British Navy Ship Heading for Sierra Leone Ebola Zone

British Navy Ship Heading for Sierra Leone Ebola Zone

A British navy ship was preparing to leave Friday for Sierra Leone laden with personnel, aid and equipment to treat people infected with the Ebola virus.

The RFA Argus, docked in Falmouth, was waiting for high tide before departing on the 10-day journey, stopping at Gibraltar en route to pick up more supplies.

The civilian-staffed military medical support ship will carry materials to build medical units and help keep them supplied. Some 80 medics and 80 marines are among the 350 people on board.

It will travel with three Merlin utility helicopters, air crew and engineers to provide transport and support to medical teams and aid workers.

Troops with landing craft will escort personnel ashore and protect teams deployed on the ground.

While the ship is equipped as a “floating hospital”, Ebola patients will not be brought aboard, and any member of the ship’s company thought to have come into contact with victims would be sent to treatment facilities onshore.

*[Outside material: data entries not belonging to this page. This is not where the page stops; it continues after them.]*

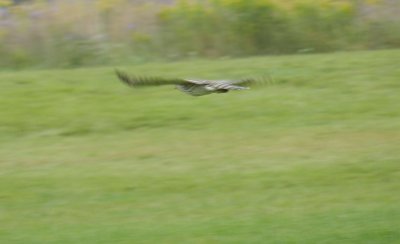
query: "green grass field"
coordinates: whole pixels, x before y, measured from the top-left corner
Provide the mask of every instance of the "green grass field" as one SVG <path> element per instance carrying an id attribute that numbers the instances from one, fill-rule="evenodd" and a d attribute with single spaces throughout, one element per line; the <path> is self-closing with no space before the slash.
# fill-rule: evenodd
<path id="1" fill-rule="evenodd" d="M 0 243 L 399 243 L 400 50 L 0 72 Z"/>

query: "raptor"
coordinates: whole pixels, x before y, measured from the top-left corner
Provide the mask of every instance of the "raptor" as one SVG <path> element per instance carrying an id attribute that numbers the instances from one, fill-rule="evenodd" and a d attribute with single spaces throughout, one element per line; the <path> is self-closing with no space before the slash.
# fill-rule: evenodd
<path id="1" fill-rule="evenodd" d="M 180 91 L 192 95 L 203 96 L 212 93 L 226 93 L 231 90 L 246 90 L 247 85 L 256 83 L 256 79 L 241 80 L 202 80 L 202 79 L 168 79 L 159 77 L 129 76 L 116 70 L 118 78 L 131 87 L 175 85 Z M 261 81 L 261 80 L 259 80 Z M 259 82 L 258 81 L 258 82 Z"/>

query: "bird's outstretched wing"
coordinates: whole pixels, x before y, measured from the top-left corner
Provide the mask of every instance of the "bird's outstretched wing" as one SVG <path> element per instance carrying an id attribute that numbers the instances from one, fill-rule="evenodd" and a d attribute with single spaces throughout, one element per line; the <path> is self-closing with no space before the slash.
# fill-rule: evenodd
<path id="1" fill-rule="evenodd" d="M 161 86 L 161 85 L 185 85 L 185 84 L 197 84 L 203 85 L 208 84 L 207 81 L 203 80 L 186 80 L 186 79 L 166 79 L 160 77 L 141 77 L 141 76 L 129 76 L 125 72 L 116 70 L 118 78 L 128 86 L 141 87 L 141 86 Z"/>

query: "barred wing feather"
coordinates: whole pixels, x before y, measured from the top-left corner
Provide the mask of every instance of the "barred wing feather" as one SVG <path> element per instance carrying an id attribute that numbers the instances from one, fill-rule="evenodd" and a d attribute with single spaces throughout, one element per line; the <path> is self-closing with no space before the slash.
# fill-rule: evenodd
<path id="1" fill-rule="evenodd" d="M 161 86 L 161 85 L 183 85 L 187 83 L 184 79 L 165 79 L 159 77 L 129 76 L 124 72 L 116 70 L 118 78 L 128 86 Z"/>

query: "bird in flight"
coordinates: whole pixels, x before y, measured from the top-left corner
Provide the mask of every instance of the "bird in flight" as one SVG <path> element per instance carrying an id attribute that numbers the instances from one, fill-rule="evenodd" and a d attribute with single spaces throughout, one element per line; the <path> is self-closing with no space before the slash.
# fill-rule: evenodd
<path id="1" fill-rule="evenodd" d="M 119 70 L 115 71 L 118 78 L 131 87 L 175 85 L 180 91 L 192 95 L 203 96 L 212 93 L 226 93 L 230 90 L 246 90 L 255 83 L 255 79 L 242 80 L 199 80 L 199 79 L 165 79 L 157 77 L 129 76 Z"/>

The ship could be stationed off west Africa for three months.

Britain is taking the international lead role in tackling Ebola in Sierra Leone due to its historic links. Sierra Leone gained independence from Britain in 1961.

But Britain’s International Development Secretary Justine Greening said other nations needed to pull their weight in the region.

A British army medical team arrived in Sierra Leone on Thursday to work at a British-supported treatment centre.

Screening at British airports for arrivals from the worst-affected region will be extended to two further airports, the government said Friday.

The scheme, in place at London Heathrow and, after implementation at London Gatwick by the end of next week, will also be extended to Manchester and Birmingham.

Meanwhile British pharmaceutical group GlaxoSmithKline, which is seeking to develop an Ebola vaccine, warned that one was unlikely to be available during the current outbreak.

Ripley Ballou, GSK’s head of Ebola vaccine research, told BBC radio: “To have a vaccine that people can use, you have to have the vaccine registered and it has to be manufactured on a scale that is consistent with the intended use.